Saat Kamu Mantab Untuk Menikah

Sebagai orang yang akan melakukan resepsi pernikahan, wajar kalau kamu merasa bahwa resepsi pernikahanmu sepenuhnya milikmu seorang.

Kamu mau menggelar rangkaian resepsi pernikahan yang sudah kamu idamkan sejak lama. Namum terkadang, konsep pernikahan yang kamu inginkan sangat berbeda dari keinginan orang tua. Kamu pun ingin tetap dengan idealismu.

Jika seperti ini faktanya, baiknya tidak jengkel dan terbawa emosi. Kendalikan keinginanmu yang berlebih. Kamu tak akan bisa mengabaikan keberadaan ayah dan ibu. Apapun itu, peran ayah ibu dalam resepsi pernikahanmu tak mungkin {dielakkan}. Orang tua akan turut andil dalam acara pernikahan yang lancar dan berkesan.

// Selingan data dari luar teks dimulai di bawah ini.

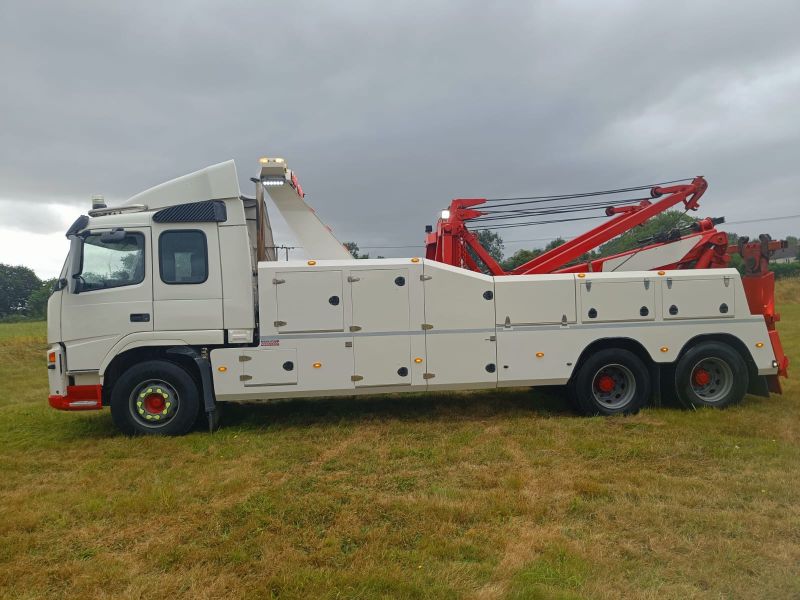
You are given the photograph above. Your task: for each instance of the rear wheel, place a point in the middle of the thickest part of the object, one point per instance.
(610, 382)
(711, 374)
(155, 398)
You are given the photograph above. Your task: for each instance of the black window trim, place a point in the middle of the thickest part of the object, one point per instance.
(89, 234)
(161, 260)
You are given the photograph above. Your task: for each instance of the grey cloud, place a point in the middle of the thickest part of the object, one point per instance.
(388, 110)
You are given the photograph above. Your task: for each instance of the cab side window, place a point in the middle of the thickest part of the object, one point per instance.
(111, 263)
(183, 256)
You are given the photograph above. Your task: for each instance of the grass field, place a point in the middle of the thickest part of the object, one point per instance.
(483, 495)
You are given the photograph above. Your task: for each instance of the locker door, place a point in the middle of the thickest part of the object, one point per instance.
(309, 301)
(460, 338)
(381, 323)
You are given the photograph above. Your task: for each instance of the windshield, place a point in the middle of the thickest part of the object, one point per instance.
(110, 264)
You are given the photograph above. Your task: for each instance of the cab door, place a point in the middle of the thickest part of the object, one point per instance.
(187, 279)
(113, 296)
(381, 323)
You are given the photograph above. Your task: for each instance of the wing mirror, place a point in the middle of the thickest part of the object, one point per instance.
(75, 250)
(115, 235)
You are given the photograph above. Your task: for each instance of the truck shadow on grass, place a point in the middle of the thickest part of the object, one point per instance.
(466, 406)
(401, 408)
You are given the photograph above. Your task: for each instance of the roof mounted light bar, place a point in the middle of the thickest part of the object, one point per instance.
(116, 210)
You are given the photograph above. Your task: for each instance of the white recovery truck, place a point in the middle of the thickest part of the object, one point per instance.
(173, 302)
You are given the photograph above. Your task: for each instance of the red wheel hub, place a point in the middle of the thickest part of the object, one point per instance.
(606, 383)
(701, 377)
(154, 403)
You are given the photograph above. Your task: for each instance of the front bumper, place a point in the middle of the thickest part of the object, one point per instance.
(79, 397)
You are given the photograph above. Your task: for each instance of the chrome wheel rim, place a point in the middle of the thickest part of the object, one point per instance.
(614, 386)
(711, 379)
(154, 403)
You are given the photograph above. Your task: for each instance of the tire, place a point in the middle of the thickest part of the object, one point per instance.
(155, 398)
(711, 374)
(611, 382)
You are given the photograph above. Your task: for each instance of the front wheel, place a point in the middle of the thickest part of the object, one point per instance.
(155, 398)
(611, 382)
(711, 374)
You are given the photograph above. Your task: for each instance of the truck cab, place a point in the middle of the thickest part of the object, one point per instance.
(174, 301)
(171, 267)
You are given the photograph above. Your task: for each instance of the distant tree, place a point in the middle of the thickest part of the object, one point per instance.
(492, 242)
(352, 247)
(520, 257)
(37, 301)
(661, 223)
(17, 283)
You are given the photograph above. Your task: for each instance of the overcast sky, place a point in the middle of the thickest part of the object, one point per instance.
(386, 111)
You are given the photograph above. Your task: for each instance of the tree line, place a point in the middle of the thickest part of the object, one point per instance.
(22, 294)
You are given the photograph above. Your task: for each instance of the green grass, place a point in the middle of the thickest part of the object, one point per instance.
(485, 495)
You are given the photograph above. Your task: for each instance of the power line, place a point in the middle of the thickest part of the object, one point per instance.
(778, 218)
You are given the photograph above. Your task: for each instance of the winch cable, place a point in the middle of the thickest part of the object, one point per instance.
(504, 213)
(587, 194)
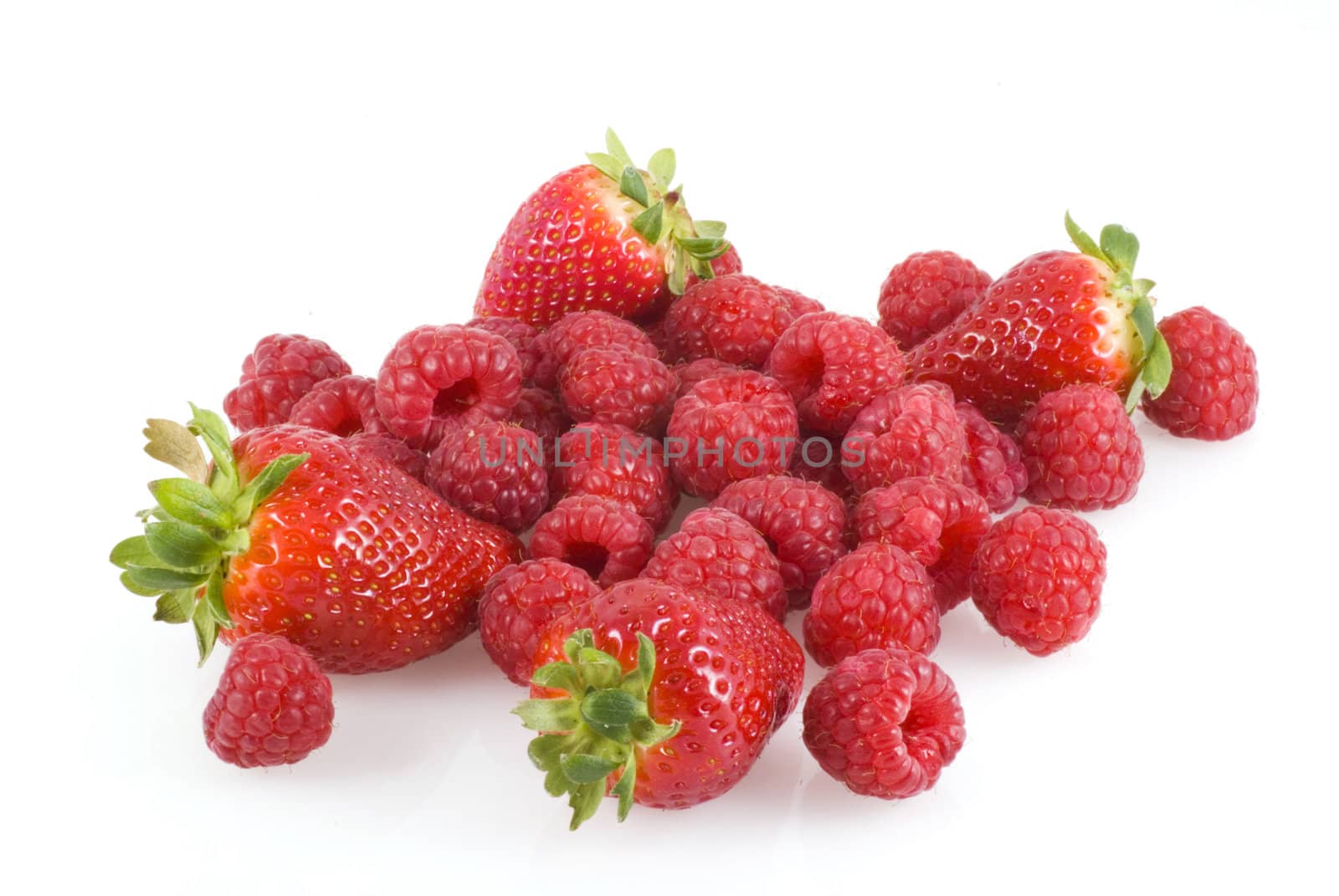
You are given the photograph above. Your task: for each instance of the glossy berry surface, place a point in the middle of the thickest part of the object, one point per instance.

Ayah dan ibu berperan penting dalam setiap acara pernikahan. Sejak agenda pranikah, perencanaan prosesi pernikahan yang bagus dari segi adat maupun agama, sampai acara pernikahan itu sendiri.

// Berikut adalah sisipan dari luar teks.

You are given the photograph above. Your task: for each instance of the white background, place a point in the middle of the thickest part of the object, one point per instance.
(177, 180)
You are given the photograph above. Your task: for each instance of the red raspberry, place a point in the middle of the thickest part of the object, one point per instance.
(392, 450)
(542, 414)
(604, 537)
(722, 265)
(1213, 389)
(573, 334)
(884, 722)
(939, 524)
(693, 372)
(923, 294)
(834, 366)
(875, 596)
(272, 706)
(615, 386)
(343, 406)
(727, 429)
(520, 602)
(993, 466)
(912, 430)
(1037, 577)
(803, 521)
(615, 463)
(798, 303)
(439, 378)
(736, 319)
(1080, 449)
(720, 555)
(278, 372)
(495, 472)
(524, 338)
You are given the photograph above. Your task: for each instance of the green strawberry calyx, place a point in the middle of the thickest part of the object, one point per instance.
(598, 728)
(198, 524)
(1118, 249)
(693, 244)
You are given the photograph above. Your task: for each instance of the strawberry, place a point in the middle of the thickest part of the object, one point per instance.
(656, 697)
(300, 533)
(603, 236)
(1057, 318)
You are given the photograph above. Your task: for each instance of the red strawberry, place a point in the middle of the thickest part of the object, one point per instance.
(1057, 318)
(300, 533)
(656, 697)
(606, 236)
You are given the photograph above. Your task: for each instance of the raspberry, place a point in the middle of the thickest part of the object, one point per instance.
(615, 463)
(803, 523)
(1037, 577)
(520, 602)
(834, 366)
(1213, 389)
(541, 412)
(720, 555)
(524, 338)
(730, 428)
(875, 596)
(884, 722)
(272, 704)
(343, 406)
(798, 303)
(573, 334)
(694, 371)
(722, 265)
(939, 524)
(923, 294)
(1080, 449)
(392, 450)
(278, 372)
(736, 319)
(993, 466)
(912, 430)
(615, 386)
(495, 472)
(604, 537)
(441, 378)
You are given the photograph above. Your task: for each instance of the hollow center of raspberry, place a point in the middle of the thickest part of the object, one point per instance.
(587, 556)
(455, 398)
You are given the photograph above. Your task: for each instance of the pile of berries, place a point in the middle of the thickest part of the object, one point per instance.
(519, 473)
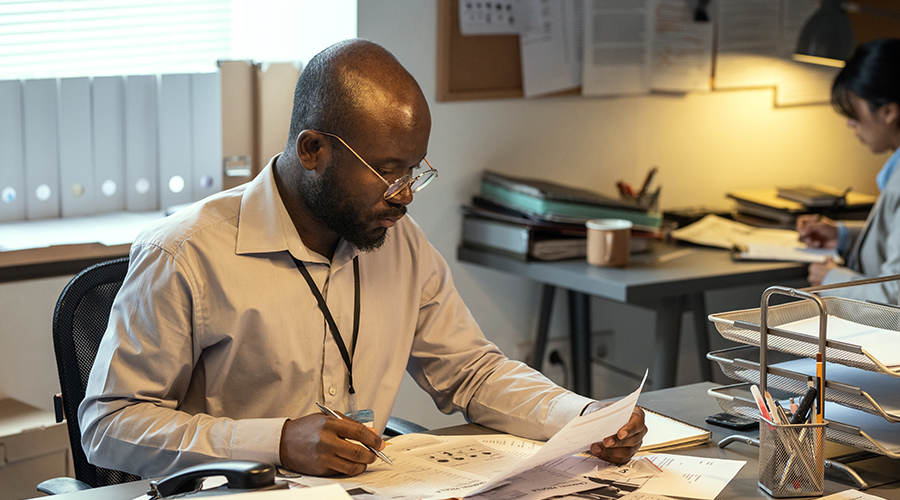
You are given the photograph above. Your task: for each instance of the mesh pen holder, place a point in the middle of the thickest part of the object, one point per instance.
(791, 459)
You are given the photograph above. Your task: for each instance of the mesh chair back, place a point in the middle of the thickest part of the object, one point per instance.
(79, 322)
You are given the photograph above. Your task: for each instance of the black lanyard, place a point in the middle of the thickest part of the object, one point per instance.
(348, 356)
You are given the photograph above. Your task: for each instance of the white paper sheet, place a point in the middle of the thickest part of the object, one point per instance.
(681, 55)
(490, 17)
(547, 41)
(748, 43)
(572, 438)
(883, 345)
(617, 37)
(690, 477)
(754, 242)
(851, 495)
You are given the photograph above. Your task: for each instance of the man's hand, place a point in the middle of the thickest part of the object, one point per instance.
(317, 445)
(619, 448)
(817, 231)
(818, 271)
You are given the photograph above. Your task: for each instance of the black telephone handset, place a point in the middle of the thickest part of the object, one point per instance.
(241, 475)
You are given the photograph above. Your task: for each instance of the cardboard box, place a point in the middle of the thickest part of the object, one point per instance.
(33, 447)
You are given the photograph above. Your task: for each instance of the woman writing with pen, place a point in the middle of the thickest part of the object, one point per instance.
(867, 91)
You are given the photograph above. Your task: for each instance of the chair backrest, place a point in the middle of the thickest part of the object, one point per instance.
(79, 322)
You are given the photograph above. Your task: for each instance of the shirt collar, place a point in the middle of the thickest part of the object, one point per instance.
(264, 225)
(888, 170)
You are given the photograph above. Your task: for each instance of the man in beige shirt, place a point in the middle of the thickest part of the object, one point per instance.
(307, 284)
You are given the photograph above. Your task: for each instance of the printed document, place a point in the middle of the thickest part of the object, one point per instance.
(753, 243)
(427, 466)
(673, 475)
(880, 343)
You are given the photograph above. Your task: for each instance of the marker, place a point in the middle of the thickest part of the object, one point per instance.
(805, 405)
(820, 382)
(770, 404)
(760, 402)
(328, 411)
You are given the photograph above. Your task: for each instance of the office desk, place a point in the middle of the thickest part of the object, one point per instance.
(57, 247)
(62, 260)
(669, 288)
(689, 403)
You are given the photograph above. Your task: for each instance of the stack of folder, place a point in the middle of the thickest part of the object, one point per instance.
(536, 219)
(776, 207)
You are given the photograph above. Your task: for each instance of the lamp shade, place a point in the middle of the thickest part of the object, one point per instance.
(827, 34)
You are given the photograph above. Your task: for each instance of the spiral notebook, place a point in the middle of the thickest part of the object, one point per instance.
(667, 433)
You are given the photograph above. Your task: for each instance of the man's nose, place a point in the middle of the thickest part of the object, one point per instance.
(402, 198)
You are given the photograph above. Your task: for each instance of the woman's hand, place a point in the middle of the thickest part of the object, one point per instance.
(817, 231)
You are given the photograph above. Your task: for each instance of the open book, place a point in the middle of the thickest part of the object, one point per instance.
(667, 433)
(752, 243)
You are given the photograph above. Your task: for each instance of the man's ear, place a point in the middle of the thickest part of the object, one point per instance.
(313, 149)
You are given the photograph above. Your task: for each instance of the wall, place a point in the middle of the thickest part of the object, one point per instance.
(704, 144)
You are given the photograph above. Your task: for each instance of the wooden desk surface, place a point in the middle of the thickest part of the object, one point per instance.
(695, 270)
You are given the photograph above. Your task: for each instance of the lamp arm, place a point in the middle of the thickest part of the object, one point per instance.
(874, 11)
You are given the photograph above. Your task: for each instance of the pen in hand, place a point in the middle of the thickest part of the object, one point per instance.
(378, 453)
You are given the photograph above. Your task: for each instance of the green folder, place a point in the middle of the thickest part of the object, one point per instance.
(564, 211)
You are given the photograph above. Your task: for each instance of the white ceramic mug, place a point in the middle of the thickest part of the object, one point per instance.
(608, 242)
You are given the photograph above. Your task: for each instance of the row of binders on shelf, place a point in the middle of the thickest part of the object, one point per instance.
(780, 207)
(543, 220)
(91, 145)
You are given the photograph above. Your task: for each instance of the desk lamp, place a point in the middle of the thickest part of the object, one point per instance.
(827, 38)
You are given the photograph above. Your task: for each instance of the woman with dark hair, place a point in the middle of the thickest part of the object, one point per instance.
(867, 92)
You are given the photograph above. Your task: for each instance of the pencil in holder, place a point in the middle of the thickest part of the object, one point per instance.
(791, 459)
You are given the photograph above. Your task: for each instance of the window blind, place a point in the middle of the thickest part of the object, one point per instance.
(60, 38)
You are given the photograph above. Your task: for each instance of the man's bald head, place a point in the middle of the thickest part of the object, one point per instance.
(353, 86)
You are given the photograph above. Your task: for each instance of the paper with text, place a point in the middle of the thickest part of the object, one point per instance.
(690, 477)
(576, 436)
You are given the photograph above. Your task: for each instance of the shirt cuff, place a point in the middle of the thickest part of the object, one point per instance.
(843, 237)
(258, 439)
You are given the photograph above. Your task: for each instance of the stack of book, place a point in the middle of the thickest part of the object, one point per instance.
(780, 207)
(536, 219)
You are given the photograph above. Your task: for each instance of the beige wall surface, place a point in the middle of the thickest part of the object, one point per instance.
(705, 144)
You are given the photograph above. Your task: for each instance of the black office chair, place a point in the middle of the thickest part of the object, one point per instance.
(79, 322)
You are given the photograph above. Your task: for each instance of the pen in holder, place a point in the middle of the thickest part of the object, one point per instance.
(791, 461)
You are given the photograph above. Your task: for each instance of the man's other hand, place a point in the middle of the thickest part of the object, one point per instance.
(317, 445)
(619, 448)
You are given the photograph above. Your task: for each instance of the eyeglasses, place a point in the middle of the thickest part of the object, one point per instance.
(415, 184)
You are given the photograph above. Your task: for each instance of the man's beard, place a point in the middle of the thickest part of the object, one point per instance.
(330, 203)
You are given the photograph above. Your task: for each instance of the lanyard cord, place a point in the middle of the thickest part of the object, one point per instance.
(347, 356)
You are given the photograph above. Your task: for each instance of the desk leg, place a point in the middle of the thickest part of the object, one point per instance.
(580, 338)
(701, 331)
(540, 341)
(668, 337)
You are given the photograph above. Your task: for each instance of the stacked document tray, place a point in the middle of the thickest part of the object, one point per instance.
(881, 341)
(866, 391)
(870, 433)
(863, 355)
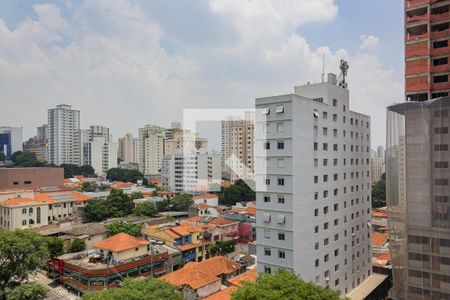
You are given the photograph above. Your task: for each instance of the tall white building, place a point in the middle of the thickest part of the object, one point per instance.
(237, 146)
(151, 149)
(98, 149)
(312, 175)
(11, 139)
(127, 149)
(63, 140)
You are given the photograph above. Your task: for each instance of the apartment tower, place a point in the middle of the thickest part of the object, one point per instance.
(427, 49)
(312, 173)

Untuk mendapatkan cita-cita pernikahan yang kamu harapkan, terlebih dulu kamu mesti mengerti bahwa keberadaan orang tua sangat penting. Karena, tidak jarang hajat pernikahan itu juga merupakan hari yang juga ditunggu-tunggu untuk orang tua.

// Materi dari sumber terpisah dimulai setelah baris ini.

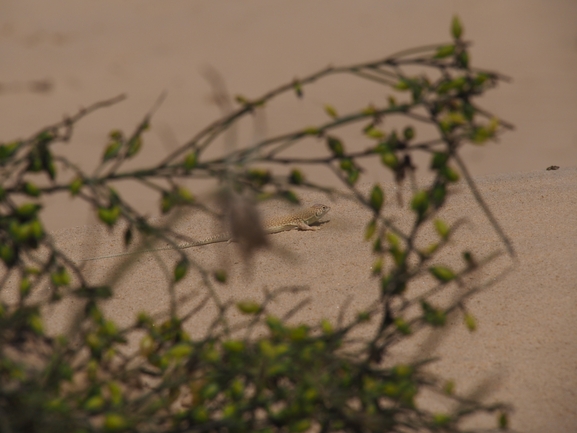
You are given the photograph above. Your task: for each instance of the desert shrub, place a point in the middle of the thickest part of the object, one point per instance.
(289, 377)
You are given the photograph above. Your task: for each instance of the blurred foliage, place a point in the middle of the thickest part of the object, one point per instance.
(291, 377)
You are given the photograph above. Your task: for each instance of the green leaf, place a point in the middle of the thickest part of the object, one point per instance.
(249, 307)
(184, 195)
(35, 323)
(60, 277)
(442, 273)
(390, 160)
(377, 198)
(450, 174)
(439, 160)
(25, 286)
(36, 230)
(409, 133)
(111, 151)
(442, 228)
(470, 322)
(373, 132)
(336, 146)
(311, 130)
(134, 146)
(28, 211)
(76, 185)
(370, 230)
(296, 177)
(31, 189)
(115, 422)
(503, 421)
(433, 316)
(326, 327)
(330, 110)
(94, 404)
(456, 28)
(353, 177)
(298, 88)
(7, 254)
(463, 60)
(181, 350)
(190, 161)
(377, 267)
(445, 51)
(109, 216)
(180, 270)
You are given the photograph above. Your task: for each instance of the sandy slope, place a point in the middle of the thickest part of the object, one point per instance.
(525, 344)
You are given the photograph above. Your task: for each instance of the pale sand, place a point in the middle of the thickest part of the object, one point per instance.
(94, 50)
(527, 321)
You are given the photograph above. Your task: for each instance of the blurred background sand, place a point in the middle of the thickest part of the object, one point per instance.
(93, 50)
(88, 51)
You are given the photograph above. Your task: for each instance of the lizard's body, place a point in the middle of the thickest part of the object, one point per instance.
(299, 220)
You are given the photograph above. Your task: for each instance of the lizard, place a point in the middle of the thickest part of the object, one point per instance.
(300, 220)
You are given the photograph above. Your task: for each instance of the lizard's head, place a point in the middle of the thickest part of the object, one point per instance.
(320, 210)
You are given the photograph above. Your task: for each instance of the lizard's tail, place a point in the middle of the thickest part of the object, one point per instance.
(130, 253)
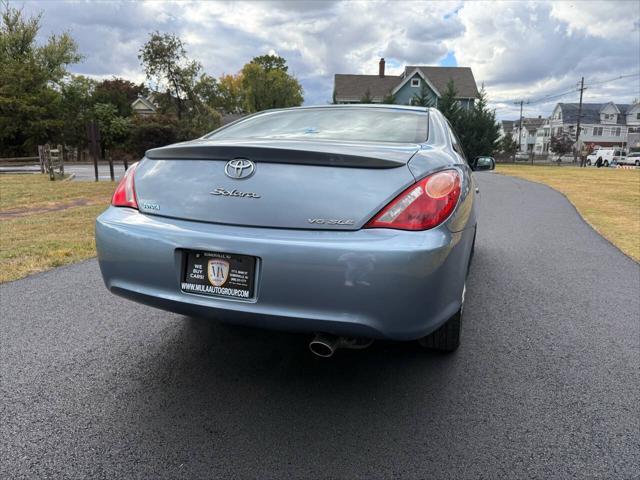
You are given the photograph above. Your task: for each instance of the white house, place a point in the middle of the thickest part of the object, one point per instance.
(602, 124)
(525, 135)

Bertunangan Dahulu, Jalankan Pernikahan Kemudian

Tentu ada proses khitbah sebelum adanya pernikahan. Laki-laki akan datang ke rumah si gadis. Ia akan meminta restu kepada bapak perempuan untuk menikahi anaknya. Sebenarnya seorang pria bisa saja hadir sendiri menemui ayah gadis yang disukainya. Tapi sehebat dan segagah apapun seorang pria, bergetar juga kakinya jika datang ke tempat tinggal wanita tanpa didampingi orang-orang terdekat. Sebab menikah adalah perkara besar. Ia hendak meminta anak perempuan orang untuk menjadi teman hidupnya.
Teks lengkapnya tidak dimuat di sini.